Superior Court Office No. 80: David Berger. Berger has handled trials as a criminal prosecutor for 24 years, which should tell voters that he can handle himself in a courtroom, and there’s a reason the Superior Court bench is filled with so many ex-prosecutors: They do one trial after another and know the routine cold. If that’s all Berger had going for him, though, it would be easy to reject him as just one more deputy district attorney on a court that badly needs some diversity. But Berger has developed over the years from an old-school tough-on-crime prosecutor to one who recognizes the importance of rehabilitative alternatives to incarceration. To be fair, Klint James McKay, an administrative law judge for a state agency, is also a good candidate with solid courtroom experience, and we’d be pleased to see him on the court as well. If The Times were to pick the three best candidates out of the six running, McKay might well make the list. But that’s not the way judicial elections work. They are organized by office, and voters must pick between the two finalists for each office. Of the two candidates for Office No. 80, Berger is the better choice.
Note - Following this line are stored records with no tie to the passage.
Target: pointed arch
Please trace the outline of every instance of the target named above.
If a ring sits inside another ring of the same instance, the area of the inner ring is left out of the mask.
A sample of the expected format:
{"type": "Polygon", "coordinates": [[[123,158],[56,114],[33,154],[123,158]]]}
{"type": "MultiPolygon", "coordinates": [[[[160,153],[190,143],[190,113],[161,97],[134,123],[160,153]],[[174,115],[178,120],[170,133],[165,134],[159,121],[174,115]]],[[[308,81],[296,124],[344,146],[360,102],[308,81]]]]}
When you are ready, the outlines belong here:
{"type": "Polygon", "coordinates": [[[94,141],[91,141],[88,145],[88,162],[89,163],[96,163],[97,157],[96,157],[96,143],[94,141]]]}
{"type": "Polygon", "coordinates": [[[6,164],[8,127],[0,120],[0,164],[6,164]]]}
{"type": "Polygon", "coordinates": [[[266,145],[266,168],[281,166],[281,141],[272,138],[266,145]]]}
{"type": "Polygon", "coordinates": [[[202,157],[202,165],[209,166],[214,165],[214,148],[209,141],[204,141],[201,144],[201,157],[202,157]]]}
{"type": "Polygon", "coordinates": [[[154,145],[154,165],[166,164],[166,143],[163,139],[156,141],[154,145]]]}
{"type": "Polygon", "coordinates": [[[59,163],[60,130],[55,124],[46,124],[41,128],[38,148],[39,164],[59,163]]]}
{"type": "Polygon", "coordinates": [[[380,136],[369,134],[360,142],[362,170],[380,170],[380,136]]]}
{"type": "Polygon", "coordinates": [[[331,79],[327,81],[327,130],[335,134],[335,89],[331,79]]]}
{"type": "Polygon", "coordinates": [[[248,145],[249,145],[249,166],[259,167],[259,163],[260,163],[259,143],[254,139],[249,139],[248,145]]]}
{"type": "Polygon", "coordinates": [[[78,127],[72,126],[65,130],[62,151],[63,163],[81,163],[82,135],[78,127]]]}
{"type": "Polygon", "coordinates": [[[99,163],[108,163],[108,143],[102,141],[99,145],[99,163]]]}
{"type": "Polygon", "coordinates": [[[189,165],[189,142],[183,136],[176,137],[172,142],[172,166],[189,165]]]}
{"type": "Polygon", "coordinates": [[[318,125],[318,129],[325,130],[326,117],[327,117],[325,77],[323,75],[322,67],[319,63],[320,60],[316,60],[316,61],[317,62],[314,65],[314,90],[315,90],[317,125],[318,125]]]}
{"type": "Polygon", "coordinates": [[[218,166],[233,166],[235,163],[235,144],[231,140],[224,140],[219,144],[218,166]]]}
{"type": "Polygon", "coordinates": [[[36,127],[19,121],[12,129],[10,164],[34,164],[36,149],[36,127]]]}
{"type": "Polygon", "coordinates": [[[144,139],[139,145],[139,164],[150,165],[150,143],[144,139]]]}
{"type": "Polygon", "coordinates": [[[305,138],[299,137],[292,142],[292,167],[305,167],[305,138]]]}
Superior Court Office No. 162: David D. Diamond. Diamond brings some of the breadth of experience it would be nice to have more of on the bench, yet he’s also got solid trial experience. He has worked as a family lawyer, a civil litigator and a criminal defense lawyer. He’s a former member of the Burbank Police Commission. He’s the better choice over Scott Andrew Yang, a young deputy district attorney who has acknowledged using his middle name on the primary ballot to capitalize on the name recognition of then-presidential candidate Andrew Yang.